4) Automated Remediation and Governance for SaaS Data
Speed is everything when it comes to Copilot-driven risks. DoControl enables automated remediation workflows that can revoke inappropriate sharing, quarantine sensitive data, or cut off risky AI activity in real time - before the exposure becomes a breach.
Security leaders can enforce governance at scale, aligning Copilot’s productivity gains with organizational security posture.
5/ Enabling Compliance While Driving Innovation in Microsoft 365
Rather than forcing organizations to choose between innovation and compliance, DoControl empowers security leaders to safely embrace Microsoft Copilot - and other AI tools for that matter.
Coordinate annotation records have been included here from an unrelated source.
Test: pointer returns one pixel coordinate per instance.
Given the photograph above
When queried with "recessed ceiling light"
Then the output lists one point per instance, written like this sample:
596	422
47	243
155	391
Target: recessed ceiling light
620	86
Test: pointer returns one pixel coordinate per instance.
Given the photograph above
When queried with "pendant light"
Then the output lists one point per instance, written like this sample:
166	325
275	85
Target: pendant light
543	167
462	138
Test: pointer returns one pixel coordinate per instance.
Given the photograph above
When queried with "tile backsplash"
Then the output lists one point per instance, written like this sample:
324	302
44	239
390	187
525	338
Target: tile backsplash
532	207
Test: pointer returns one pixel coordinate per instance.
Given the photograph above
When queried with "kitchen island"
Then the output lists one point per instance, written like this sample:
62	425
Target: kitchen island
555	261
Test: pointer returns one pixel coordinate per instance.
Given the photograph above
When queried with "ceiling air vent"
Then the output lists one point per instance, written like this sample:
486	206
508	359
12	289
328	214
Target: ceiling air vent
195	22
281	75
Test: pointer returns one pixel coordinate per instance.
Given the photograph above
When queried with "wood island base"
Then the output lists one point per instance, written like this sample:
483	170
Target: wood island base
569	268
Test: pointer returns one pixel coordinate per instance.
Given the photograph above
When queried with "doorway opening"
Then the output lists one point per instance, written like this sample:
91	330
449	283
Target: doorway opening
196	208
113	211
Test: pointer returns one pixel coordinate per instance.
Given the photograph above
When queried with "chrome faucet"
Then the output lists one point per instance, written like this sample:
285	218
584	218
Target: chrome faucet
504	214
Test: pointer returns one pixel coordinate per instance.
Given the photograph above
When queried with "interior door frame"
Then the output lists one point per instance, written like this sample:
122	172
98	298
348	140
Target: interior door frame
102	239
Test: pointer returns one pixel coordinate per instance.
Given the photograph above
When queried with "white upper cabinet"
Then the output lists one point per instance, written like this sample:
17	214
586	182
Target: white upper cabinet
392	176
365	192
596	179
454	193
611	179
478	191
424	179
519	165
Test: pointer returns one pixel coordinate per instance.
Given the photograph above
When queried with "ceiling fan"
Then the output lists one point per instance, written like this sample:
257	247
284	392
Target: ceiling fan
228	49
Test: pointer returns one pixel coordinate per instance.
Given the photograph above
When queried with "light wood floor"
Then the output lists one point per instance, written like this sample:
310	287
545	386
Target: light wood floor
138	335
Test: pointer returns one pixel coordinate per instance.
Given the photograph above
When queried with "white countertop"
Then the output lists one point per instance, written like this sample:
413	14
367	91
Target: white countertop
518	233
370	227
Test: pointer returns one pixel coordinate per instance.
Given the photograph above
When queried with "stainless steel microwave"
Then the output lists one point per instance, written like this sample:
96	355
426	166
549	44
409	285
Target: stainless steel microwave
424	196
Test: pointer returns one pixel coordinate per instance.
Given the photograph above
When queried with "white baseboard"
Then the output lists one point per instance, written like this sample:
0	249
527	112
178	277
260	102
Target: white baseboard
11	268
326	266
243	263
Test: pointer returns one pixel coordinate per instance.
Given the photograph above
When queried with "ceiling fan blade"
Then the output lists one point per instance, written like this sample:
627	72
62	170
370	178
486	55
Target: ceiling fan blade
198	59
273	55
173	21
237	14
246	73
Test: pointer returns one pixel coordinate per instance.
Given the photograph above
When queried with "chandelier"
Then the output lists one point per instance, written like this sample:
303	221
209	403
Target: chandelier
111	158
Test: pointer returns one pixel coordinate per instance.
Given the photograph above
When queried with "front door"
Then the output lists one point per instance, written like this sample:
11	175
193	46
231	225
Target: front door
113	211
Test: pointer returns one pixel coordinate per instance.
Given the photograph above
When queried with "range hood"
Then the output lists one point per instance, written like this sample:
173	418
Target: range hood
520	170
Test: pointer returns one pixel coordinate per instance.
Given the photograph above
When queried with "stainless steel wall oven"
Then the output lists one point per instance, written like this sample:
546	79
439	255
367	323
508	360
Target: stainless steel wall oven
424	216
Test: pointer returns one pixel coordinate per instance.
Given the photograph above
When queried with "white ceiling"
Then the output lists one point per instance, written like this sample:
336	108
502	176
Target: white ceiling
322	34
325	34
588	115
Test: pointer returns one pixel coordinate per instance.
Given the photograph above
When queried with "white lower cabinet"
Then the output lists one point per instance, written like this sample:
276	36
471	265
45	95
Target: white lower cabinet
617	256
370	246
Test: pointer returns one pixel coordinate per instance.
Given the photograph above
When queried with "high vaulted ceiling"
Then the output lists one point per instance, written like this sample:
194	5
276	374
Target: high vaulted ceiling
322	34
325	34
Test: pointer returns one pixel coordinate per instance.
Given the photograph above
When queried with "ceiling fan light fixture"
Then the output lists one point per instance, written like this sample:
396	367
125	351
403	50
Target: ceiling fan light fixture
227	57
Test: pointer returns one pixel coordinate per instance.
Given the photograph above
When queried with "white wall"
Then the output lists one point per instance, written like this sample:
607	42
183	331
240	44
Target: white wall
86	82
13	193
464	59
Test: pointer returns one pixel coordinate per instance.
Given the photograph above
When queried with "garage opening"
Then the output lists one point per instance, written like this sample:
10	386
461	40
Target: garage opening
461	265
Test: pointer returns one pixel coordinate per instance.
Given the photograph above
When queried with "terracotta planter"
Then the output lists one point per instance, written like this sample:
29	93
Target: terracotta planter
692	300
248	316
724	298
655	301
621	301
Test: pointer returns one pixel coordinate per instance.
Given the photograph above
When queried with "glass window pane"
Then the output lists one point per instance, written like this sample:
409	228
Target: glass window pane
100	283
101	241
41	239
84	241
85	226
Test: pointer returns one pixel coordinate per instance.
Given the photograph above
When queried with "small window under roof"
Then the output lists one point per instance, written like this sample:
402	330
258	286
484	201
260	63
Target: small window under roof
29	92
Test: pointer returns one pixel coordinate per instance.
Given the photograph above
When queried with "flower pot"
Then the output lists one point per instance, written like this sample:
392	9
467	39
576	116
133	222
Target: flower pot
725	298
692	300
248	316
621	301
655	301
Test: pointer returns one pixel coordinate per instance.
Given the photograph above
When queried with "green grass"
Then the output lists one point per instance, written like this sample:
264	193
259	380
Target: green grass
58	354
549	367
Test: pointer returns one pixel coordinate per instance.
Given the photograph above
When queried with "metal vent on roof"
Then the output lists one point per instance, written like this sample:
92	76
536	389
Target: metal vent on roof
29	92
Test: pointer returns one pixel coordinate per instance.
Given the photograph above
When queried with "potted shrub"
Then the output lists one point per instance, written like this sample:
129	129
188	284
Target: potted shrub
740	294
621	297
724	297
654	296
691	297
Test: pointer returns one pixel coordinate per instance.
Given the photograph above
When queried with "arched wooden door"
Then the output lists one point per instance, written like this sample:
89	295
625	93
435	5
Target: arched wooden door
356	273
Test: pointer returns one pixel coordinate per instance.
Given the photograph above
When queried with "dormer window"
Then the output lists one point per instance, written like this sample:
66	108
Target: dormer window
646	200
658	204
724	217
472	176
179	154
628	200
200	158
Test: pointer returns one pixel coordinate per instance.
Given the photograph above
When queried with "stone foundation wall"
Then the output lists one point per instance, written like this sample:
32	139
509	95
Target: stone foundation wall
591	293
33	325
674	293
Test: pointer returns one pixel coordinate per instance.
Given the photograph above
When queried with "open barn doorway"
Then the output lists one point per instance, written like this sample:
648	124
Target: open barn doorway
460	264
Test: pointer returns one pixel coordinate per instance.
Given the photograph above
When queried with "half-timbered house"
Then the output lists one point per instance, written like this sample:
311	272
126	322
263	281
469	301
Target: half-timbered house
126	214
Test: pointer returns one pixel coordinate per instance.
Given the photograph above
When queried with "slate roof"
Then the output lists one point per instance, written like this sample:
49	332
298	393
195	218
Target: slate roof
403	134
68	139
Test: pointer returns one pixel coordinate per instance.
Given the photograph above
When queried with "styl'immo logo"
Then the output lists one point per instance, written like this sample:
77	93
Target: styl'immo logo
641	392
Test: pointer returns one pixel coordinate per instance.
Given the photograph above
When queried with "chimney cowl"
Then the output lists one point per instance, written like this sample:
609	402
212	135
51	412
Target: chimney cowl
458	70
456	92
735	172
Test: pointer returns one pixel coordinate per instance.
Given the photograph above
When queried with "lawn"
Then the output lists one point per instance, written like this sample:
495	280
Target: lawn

The question isn’t ‘should we be adopting this AI for productivity?’ but rather, ‘how can we make sure we're experimenting and adopting these AI tools with confidence?’
By embedding visibility, governance, and automated controls into Microsoft 365 environments, CISOs can meet regulatory requirements while enabling employees to fully leverage AI productivity gains.
Key Takeaways
Microsoft 365 Copilot has the potential to transform how employees work, but it also introduces new and unfamiliar risks. Without the right visibility and governance, those risks can quickly outweigh the benefits.
By combining identity monitoring, contextual insights, automated remediation, and governance controls, DoControl gives security leaders confidence that Microsoft 365 Copilot can be deployed safely - delivering the AI adoption teams crave without compromising your data security.